Deux Femmes courant sur la plage (La Course), 1922. Gouache sur contreplaqué, 32,5 x 41,1 cm. Musée Picasso Paris, Paris
Au début des années 1920, Picasso connait un certain succès et une situation économique confortable. Il passe ses étés dans le Sud de la France, et c’est à cette période-là que l’artiste commence à peindre des scènes de la Méditerranée d’un caractère hédoniste. Deux Femmes courant sur la plage (La Course), constitue la première scène de plage peinte par l’artiste. On peut y voir deux femmes courant sur le sable, vêtues à l’antique, leurs cheveux dans le vent et se tenant la main. Cette peinture est l’une des meilleures élégies modernes des plaisirs associés à la Méditerranée.

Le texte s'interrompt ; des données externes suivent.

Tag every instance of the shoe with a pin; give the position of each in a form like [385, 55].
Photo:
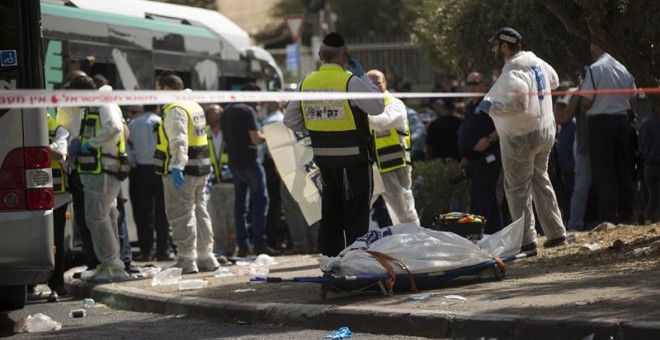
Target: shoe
[89, 275]
[53, 297]
[142, 257]
[555, 242]
[165, 257]
[208, 265]
[529, 249]
[221, 259]
[295, 251]
[109, 274]
[266, 250]
[187, 266]
[60, 290]
[243, 252]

Buste et palette, 1925. Huile sur toile, 54 x 65,5 cm. Museo Nacional Centro de Arte Reina Sofía, Madrid
Comme d’autres œuvres étudiées ici, Buste et palette dérive directement du cubisme synthétique, mais il est intéressant de constater que cette toile s’oriente également vers d’autres directions. En effet, Picasso utilise la technique du papier collé, vue précédemment dans Trois Musiciens. Malgré ce procédé cubiste typiquement moderne, nous pouvons apprécier la touche classique de cette œuvre à travers la qualité sereine de la composition et le fait que Picasso ait choisi de représenter un buste gréco-romain.
Arlequin (Le Peintre Salvadó en Arlequin), 1923. Huile sur toile, 130 x 97 cm. Musée national d’Art moderne, Centre Georges-Pompidou, Paris
Cette œuvre est l’un des deux portraits réalisés par Picasso du peintre catalan Jacinto Salvadó sous les traits d’Arlequin. Comme nous l’avons vu dans d’autres œuvres de cette période (voir p. * et **), Arlequin est un thème incontournable tout au long de sa carrière. Représenté dans la veine néoclassique des années 1920, Salvadó semble complètement absorbé dans ses propres pensées. Ce qui retient fortement notre attention ici, est le fait que Picasso ait choisit de laisser cette toile partiellement inachevée.
Encore une fois, Picasso fait appel à l’iconographie classique de la mythologie grecque. La femme représente une source d’eau, dont l’allégorie renvoie aux muses et à l’inspiration poétique. Au XIXe siècle, ce thème avait offert à Ingres, artiste que Picasso admirait profondément, le sujet de l’un de ses plus grands chefs-d’œuvre.